ただ忘れちゃいけないのは、「対立とは融合すること」という逆説です。「賓主互換」という禅語があります。相対するもの同士が、時と場合によって、あるいは、見方や価値観に応じて入れ替わるということ。つまり部下は上司になりうるし、上司は部下になりうる。対立する主体と客体が一体となるということです。

上司や部下といった分け隔てなく、「不二一体」となって相乗効果を生み出すんです。好きも嫌いもなく、異質なものとのコミュニケーションをもって、深い創造的な世界に転じていかなきゃならない。それこそが上司と部下の間柄というわけです。上司は、部下に鍛えてもらうくらいの心構えが必要。「こいつはデキる」という部下とコンビを組んでみるといい。互いに成長できるはずです。

部下一人一人の持つ“我”の強さを見極める

では具体的に今、どう部下と接すればいいのか。最初の答えは「突き放すこと」。禅の法話の中に「自燈明」という言葉が出てきます。釈迦が亡くなるとき、弟子たちは「これから私たちは何を頼って生きていけばいいのですか?」と泣いて聞きました。すると釈迦は、「わしが死んだあとは、自分で考えて自分で決めろ! 大事なことはすべて教えた」と答えました。

上向きの右目で悟りを求め、下向きの左目で人心を摑む不動明王。上司の心がけそのものだ。
上向きの右目で悟りを求め、下向きの左目で人心を摑む不動明王。上司の心がけそのものだ。(PIXTA=写真)

その真意は、「自ら明かりを灯せ!! 誰かが灯してくれる明かりを頼りに暗闇の中を歩くのではなく、自らが明かりとなれ!!」、つまり、おのれの指針を持たなければいけないと突き放したのです。なぜなら、変化に対応できないことが生きていくうえでの最大のリスク。自分の人生は自分で決めるしかないからです。部下には、「会社にとって都合のいい、奴隷になる勉強をするんじゃなくて、自由人になれ!」と言ってあげなきゃいけません。

次にすべきことは、部下の一人一人がどのような“我”の強さを持っているかを見極め、その特長を引き出すこと。そして、もし部下が妙なこだわりやプライドを持っているなら、それを取り払ってやることです。

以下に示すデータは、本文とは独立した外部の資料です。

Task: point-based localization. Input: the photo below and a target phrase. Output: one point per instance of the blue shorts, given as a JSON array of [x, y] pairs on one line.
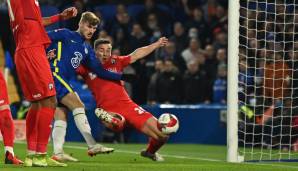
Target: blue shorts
[[62, 86]]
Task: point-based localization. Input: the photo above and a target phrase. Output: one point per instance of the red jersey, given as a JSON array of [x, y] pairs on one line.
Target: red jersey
[[103, 90], [26, 23]]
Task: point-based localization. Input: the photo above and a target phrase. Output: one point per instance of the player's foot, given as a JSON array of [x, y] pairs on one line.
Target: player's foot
[[43, 160], [39, 160], [155, 157], [99, 149], [54, 163], [63, 157], [28, 161], [11, 159], [103, 115]]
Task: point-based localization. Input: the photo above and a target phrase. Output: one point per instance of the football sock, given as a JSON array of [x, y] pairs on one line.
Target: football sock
[[9, 149], [83, 125], [7, 127], [31, 130], [45, 118], [59, 132], [154, 145]]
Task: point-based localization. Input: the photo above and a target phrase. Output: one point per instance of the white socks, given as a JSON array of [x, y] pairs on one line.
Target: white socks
[[83, 125], [58, 135]]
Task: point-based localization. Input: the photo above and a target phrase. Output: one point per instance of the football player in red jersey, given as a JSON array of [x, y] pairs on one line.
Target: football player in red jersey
[[35, 75], [6, 125], [111, 95]]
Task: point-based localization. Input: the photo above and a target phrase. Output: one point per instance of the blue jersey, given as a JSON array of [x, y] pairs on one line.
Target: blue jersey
[[71, 51]]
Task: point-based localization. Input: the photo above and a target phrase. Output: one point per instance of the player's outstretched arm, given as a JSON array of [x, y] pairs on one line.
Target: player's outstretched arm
[[65, 15], [146, 50]]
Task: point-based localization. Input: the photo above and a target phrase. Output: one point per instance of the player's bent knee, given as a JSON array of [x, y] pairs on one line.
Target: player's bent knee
[[49, 102], [4, 107]]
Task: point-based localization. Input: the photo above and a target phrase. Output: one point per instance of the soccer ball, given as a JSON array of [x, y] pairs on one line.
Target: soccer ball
[[168, 123], [117, 123]]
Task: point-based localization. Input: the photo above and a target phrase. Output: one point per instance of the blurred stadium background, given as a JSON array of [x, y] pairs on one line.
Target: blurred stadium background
[[187, 78]]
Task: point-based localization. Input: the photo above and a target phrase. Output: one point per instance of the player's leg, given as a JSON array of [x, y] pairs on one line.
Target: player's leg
[[6, 125], [74, 103], [156, 141], [58, 135], [7, 131]]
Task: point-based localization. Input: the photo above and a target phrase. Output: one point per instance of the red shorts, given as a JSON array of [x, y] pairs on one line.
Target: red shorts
[[34, 73], [3, 91], [134, 115]]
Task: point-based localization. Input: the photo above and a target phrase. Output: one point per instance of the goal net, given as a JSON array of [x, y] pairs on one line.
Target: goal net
[[267, 80]]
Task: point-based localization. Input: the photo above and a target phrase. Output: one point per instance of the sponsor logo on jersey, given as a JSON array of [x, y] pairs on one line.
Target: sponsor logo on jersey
[[92, 76], [75, 61], [112, 69], [51, 86], [36, 95]]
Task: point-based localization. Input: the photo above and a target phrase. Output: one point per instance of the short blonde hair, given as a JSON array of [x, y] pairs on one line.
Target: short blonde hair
[[90, 17]]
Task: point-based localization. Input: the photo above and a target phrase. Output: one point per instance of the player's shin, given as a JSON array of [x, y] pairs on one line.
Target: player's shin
[[31, 131], [82, 124], [45, 118], [7, 129], [58, 135]]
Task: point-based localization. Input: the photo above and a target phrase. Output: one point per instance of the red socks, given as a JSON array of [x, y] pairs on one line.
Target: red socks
[[38, 128], [44, 127], [154, 145], [7, 127], [31, 129]]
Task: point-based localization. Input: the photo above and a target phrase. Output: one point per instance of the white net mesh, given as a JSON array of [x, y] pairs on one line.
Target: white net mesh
[[268, 80]]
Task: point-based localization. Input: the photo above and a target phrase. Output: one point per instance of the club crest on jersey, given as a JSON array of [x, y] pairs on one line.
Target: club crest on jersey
[[51, 86], [92, 76], [75, 61], [113, 61]]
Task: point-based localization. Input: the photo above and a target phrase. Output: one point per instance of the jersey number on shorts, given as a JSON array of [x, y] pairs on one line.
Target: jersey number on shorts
[[140, 110]]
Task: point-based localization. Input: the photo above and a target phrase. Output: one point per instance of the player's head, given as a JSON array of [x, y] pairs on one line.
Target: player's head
[[103, 49], [88, 24]]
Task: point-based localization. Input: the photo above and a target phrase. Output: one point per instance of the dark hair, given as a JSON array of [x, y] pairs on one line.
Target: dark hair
[[101, 41], [90, 17]]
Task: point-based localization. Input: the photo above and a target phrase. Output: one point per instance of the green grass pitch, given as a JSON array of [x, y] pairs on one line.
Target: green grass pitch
[[179, 157]]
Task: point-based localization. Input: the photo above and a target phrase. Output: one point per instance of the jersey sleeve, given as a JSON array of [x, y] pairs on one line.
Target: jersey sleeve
[[59, 34], [95, 66], [124, 60], [81, 70]]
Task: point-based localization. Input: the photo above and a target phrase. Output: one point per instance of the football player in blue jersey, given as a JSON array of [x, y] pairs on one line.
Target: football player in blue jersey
[[69, 50]]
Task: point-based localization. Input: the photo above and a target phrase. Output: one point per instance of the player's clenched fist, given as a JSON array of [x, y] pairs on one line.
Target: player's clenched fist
[[69, 13]]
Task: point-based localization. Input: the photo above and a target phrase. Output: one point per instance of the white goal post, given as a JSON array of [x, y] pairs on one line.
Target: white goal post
[[262, 114], [232, 101]]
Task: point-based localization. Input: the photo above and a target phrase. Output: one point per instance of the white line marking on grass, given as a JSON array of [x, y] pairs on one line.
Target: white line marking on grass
[[181, 157]]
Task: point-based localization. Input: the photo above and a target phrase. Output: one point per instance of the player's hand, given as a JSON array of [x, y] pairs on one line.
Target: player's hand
[[163, 41], [129, 77], [69, 13]]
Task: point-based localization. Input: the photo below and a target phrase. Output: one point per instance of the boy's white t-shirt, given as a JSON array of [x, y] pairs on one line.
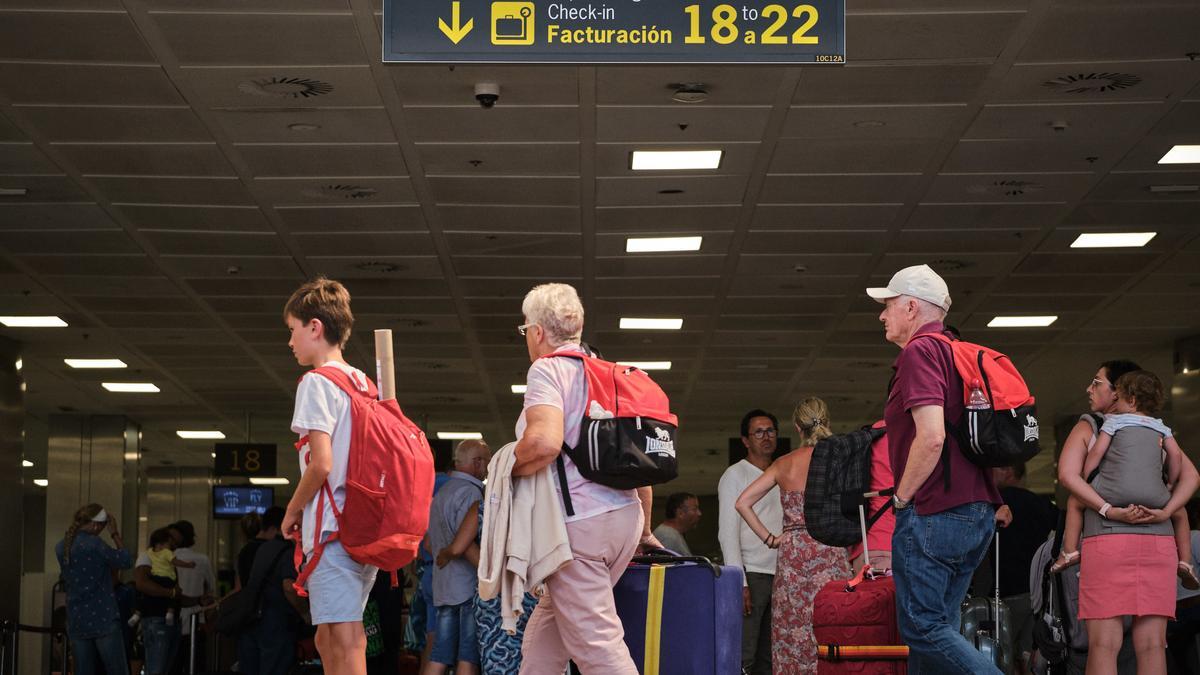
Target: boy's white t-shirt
[[323, 406]]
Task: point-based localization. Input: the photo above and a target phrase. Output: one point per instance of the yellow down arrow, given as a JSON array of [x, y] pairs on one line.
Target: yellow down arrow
[[459, 30]]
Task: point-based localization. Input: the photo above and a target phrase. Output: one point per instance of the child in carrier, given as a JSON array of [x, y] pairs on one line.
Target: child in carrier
[[162, 567], [1139, 398]]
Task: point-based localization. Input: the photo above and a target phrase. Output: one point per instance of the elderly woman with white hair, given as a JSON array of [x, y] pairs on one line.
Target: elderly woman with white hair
[[577, 617]]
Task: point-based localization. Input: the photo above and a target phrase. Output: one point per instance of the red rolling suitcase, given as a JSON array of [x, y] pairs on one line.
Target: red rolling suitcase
[[855, 625]]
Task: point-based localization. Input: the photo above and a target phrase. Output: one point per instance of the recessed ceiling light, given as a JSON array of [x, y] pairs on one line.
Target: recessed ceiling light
[[1021, 321], [1113, 239], [628, 323], [199, 435], [33, 322], [676, 160], [648, 365], [1182, 155], [460, 435], [95, 363], [131, 387], [661, 244]]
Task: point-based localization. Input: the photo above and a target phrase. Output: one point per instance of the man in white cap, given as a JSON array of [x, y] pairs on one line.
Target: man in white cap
[[945, 505]]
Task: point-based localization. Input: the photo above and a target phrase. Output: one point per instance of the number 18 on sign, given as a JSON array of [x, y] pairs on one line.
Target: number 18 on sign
[[615, 31], [244, 459]]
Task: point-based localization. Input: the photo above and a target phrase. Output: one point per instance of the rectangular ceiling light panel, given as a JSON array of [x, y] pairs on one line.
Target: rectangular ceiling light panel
[[648, 365], [1021, 321], [95, 363], [1113, 239], [33, 322], [1182, 155], [676, 160], [628, 323], [661, 244], [460, 435], [131, 387], [199, 435]]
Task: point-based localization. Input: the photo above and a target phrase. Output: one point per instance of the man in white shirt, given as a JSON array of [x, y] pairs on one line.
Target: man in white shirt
[[198, 583], [683, 514], [742, 548]]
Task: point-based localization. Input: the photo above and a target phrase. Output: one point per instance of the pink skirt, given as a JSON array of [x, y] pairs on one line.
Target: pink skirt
[[1127, 575]]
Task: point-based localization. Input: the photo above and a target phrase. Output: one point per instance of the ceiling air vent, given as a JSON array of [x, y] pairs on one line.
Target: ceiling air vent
[[377, 267], [1093, 82], [1006, 187], [286, 88], [342, 191]]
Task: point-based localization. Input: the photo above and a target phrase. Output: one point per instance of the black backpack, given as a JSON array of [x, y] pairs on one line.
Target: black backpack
[[1051, 626], [839, 475]]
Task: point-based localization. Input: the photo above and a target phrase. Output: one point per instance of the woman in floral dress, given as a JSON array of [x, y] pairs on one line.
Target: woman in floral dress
[[804, 566]]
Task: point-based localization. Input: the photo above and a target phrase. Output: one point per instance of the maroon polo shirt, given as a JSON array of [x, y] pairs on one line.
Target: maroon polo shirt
[[925, 375]]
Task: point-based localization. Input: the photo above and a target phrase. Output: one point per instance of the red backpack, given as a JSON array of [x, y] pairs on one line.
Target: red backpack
[[389, 484], [628, 435], [1000, 425]]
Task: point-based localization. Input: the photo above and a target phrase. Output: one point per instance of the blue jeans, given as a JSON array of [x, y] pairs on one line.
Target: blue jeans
[[455, 637], [160, 641], [106, 653], [933, 560]]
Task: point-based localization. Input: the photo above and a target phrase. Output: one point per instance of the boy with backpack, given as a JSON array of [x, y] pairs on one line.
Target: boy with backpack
[[319, 318]]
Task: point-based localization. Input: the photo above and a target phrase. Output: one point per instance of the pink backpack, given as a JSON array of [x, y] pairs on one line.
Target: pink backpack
[[389, 484]]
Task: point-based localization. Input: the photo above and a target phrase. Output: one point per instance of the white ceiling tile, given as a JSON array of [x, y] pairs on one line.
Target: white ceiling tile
[[117, 125], [172, 159], [94, 36], [681, 124], [267, 39], [1114, 31], [871, 121], [295, 160], [493, 159]]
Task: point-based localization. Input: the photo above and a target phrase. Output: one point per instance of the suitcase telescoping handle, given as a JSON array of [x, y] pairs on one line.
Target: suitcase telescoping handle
[[666, 556]]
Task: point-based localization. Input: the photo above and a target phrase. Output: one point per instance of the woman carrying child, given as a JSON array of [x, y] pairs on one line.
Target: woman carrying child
[[1129, 557]]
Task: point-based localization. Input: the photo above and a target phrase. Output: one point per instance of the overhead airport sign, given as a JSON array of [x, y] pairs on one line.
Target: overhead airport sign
[[615, 31]]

部下は上司にとって異質な存在であり、異質な“我”の強さを持っています。「おまえのプライドを挙げてみろ。“我”の塊を出してみろ」という接し方で問い詰めてみるといい。すると、高学歴なヤツに限って何も出せないもの。代わりに文句を言い始める。もしそうなったら、「おまえが言っているのは文句だろ。そしてプライドと思い込んでいたのは見栄にすぎない。その文句や見栄はどこから出てくるんだ」とさらに問い詰めます。